But a second impulse, as rapid as the first, restrained the impetuous girl. She wanted to know the end, she wanted to see what these two plotters would do next. Under the influence of her desire to rush into the room, she had moved forward a few paces, rustling the leaves about her as she stirred. The Frenchman’s acute hearing had detected that rustling sound.

“Quick, quick,” he whispered; “take the keys back; there is some one in the garden.”

Launcelot Darrell had risen from his knees. The door between the study and the dressing-room had been left ajar; the young man pushed it open, and hurried away with the keys in his hand, Victor Bourdon closed his lantern, and came to the window. He thrust aside the Venetian shutters, and stepped out into the garden. Eleanor crouched down with her back flat against the wall, completely sheltered by the laurels. The Frenchman commenced his search amongst the bushes on the right of the window. Eleanor’s hiding-place was on the left. This gave her a moment’s breathing time.

“The will!” she thought in that one moment; “they have left the genuine will upon the chair by the cabinet. If I could get that!”

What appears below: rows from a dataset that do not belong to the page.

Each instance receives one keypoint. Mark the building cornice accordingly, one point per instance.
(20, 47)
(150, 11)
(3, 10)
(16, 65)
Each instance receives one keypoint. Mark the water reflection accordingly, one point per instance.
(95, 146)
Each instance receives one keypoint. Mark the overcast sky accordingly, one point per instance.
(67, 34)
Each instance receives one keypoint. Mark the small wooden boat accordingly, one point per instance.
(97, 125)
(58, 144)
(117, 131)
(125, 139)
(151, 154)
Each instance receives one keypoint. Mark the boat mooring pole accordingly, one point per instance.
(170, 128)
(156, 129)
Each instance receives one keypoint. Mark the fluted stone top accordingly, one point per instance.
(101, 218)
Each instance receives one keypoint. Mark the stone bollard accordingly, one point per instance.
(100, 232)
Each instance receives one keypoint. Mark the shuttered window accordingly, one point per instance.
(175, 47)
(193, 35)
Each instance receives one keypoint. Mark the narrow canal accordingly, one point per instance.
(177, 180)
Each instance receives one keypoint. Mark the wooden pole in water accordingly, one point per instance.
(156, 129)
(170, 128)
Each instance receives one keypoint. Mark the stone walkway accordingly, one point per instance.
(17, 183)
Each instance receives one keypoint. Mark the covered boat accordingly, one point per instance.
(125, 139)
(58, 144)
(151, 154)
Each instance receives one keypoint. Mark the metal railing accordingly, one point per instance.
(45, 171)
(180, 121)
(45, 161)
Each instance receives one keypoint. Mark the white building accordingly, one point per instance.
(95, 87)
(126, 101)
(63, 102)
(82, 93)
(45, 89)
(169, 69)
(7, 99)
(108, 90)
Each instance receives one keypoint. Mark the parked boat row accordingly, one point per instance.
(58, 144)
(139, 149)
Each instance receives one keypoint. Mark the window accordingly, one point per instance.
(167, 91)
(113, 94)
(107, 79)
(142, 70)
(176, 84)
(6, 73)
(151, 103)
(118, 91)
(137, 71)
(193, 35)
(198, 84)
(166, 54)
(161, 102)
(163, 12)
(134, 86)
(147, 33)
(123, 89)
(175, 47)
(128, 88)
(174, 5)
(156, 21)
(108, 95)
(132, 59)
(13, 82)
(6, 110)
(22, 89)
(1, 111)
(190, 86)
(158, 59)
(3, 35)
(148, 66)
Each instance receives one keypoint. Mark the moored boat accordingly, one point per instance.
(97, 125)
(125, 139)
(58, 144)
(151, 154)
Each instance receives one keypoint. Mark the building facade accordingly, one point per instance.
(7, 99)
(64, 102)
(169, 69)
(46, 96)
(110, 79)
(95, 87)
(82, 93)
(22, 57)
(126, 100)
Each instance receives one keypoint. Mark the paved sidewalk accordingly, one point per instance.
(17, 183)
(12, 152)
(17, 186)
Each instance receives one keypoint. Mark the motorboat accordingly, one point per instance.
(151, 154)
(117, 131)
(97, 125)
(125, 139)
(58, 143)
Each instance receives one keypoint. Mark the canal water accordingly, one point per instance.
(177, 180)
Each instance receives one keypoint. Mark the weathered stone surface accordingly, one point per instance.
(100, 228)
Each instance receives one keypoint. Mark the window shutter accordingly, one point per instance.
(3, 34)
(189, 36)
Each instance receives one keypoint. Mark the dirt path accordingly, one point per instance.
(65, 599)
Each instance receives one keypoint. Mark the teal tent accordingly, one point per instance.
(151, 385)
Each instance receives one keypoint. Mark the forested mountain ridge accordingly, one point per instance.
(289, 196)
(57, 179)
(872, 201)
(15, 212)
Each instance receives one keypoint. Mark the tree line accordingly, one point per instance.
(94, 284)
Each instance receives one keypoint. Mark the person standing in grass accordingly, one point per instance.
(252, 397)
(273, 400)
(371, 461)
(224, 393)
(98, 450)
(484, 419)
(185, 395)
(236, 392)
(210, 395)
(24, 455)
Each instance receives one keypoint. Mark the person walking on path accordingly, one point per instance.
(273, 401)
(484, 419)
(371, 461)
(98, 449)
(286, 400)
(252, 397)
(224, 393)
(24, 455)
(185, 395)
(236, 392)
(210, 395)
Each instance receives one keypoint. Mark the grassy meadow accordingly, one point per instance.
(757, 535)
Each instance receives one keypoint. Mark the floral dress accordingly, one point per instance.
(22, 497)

The thought had flashed like lightning through her brain. Reckless in her excitement, she rose from her crouching position, and slid rapidly and noiselessly across the threshold of the open window into the study, before Victor Bourdon had finished his examination of the shrubs on the right.

Her excitement seemed to intensify every sense. The only light in the room was a faint ray which came across the small intermediate chamber from the open door of Maurice de Crespigny’s bedroom. This light was very little, but the open door was opposite the cabinet, and what light there was fell upon the very spot towards which Eleanor’s dilated eyes looked. She could see the outline of the paper on the chair; she could see the other paper on the floor, faint and grey in the dim glimmer from the distant candles.

She snatched the will from the chair, and thrust it into the pocket of her dress; she picked up the other paper from the floor, and placed it on the chair. Then, with her face and figure obscured in the loose cloak that shrouded her, she went back into the garden.

As she drew back into the shelter of the laurels she felt a man’s garments brushing against her own, and a man’s hot breath upon her cheek. The Frenchman had passed her so closely that it was almost impossible he could have failed to perceive her presence; and yet he had seemed utterly unconscious of it.

Launcelot Darrell came back to the study almost the moment after Eleanor had left it. He was breathing quickly, and stopped to wipe his forehead once more with his handkerchief.

“Bourdon!” he exclaimed, in a loud whisper. “Bourdon, where are you?”